AtlasOfLivingAustralia / data-management

Data management issue tracking
7 stars 0 forks source link

eventType support in events is inconsistent #1058

Open cha801p opened 1 month ago

cha801p commented 1 month ago

We’ve identified several issues with the handling of the eventType on events.test:

As eventType has been added to dwc standard: https://dwc.tdwg.org/list/#dwc_eventType , It's required to have this change in the pipeline's code.

cha801p commented 4 weeks ago

DwC Terms were updated in the preingestion and this was tested using dr22687. Please refer to the ticket https://github.com/AtlasOfLivingAustralia/data-management/issues/1054 for more details.

adam-collins commented 3 weeks ago

In the DAG elastic_dataset_indexing, elastic-cleanup.sh is run. This should be the solution for the 2nd issue, duplicates.

adam-collins commented 3 weeks ago

In the most recent DwCA events archives export; event, verbatim_event and verbatim_occurrence have thehttp://rs.tdwg.org/dwc/terms/eventType field. However, event.txt has no value in that field. See dr22687, fully processed, exported and elastic indexed with the more pipelines version in test.

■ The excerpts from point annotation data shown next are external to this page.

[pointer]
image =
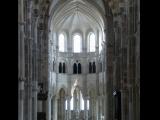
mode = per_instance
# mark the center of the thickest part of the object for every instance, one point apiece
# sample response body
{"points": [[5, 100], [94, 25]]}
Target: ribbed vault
{"points": [[76, 14]]}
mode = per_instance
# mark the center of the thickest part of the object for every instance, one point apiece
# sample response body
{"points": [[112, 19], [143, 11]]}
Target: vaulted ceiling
{"points": [[77, 14]]}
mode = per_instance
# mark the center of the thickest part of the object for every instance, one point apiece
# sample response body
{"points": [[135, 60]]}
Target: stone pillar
{"points": [[125, 105], [48, 108], [68, 108], [55, 108], [35, 100], [85, 107], [21, 99]]}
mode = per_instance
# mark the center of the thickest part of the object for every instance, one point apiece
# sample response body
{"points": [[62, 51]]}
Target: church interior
{"points": [[78, 59]]}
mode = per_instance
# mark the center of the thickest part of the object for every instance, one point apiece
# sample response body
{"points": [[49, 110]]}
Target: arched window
{"points": [[74, 68], [60, 67], [77, 43], [64, 68], [92, 42], [79, 68], [61, 43]]}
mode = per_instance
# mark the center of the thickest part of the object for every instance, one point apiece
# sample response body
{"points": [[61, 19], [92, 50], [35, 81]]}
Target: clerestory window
{"points": [[61, 43], [92, 42], [77, 43]]}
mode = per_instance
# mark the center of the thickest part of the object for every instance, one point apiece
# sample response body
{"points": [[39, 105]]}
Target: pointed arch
{"points": [[74, 68], [79, 68]]}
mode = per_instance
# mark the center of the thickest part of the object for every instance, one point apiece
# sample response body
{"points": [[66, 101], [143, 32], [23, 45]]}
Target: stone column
{"points": [[21, 99], [55, 108], [68, 108], [125, 106], [85, 107], [35, 100], [48, 108]]}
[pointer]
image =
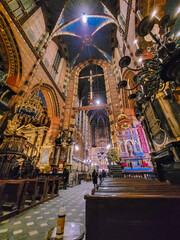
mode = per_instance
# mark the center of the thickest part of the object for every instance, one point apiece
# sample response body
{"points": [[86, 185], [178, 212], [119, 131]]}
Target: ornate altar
{"points": [[24, 136]]}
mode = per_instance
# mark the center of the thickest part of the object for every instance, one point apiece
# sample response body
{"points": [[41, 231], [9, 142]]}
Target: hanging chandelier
{"points": [[161, 72]]}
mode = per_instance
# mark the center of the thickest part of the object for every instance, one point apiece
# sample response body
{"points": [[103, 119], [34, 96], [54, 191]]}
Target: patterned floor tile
{"points": [[33, 225]]}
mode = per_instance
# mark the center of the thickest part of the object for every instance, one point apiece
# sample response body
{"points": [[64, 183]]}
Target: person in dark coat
{"points": [[65, 177], [94, 177]]}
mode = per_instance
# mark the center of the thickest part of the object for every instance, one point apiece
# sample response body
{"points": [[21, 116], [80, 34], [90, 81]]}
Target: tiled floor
{"points": [[35, 223]]}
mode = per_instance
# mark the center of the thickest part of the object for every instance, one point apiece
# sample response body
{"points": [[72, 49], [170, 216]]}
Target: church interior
{"points": [[89, 119]]}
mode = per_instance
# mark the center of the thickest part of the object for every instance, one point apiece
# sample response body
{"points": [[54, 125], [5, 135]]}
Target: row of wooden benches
{"points": [[18, 195], [138, 209]]}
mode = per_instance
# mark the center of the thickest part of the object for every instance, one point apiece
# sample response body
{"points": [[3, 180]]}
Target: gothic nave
{"points": [[89, 119]]}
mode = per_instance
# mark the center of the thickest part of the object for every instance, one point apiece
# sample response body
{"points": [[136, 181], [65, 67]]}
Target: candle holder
{"points": [[162, 71]]}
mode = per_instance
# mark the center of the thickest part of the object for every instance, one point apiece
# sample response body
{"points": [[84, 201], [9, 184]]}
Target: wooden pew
{"points": [[51, 187], [2, 185], [56, 187], [31, 192], [127, 217], [133, 209], [42, 185], [12, 194]]}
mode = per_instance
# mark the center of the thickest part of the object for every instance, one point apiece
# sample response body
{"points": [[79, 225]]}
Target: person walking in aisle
{"points": [[94, 177], [65, 178]]}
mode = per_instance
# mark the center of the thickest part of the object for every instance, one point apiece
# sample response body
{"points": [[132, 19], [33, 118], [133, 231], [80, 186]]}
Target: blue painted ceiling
{"points": [[85, 40]]}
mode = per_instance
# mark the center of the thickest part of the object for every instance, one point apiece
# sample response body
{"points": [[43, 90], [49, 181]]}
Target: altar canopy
{"points": [[78, 25]]}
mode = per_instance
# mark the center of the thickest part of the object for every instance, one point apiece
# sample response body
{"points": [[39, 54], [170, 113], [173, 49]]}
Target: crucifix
{"points": [[91, 76]]}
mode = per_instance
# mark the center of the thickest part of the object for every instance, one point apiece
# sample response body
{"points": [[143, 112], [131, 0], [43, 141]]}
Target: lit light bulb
{"points": [[140, 60], [76, 148], [178, 34], [154, 15], [84, 17], [98, 102], [108, 146], [135, 42], [178, 11]]}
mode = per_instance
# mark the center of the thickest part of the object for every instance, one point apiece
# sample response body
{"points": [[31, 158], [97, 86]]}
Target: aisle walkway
{"points": [[34, 223]]}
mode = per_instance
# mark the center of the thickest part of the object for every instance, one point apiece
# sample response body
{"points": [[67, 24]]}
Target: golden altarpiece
{"points": [[24, 140]]}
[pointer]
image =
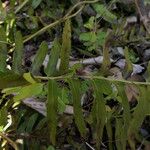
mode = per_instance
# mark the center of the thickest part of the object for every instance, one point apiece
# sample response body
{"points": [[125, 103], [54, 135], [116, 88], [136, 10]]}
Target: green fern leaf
{"points": [[52, 102], [99, 110], [66, 48], [3, 50], [39, 58], [75, 87], [53, 59], [141, 110], [18, 53]]}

adam-collins commented 3 weeks ago

Is there a data resource where the ingestion of the eventType fails?

adam-collins commented 3 weeks ago

Is it intentional that only the event.txt (and verbatim files) has eventType? Should occurrence.txt also have eventType field. See the exported meta.xml for dr22687.

adam-collins commented 3 weeks ago

There is a problem running the DAG sh to delete the index before updating. At first glance it appears to be a elasticsearch network.host permission issue.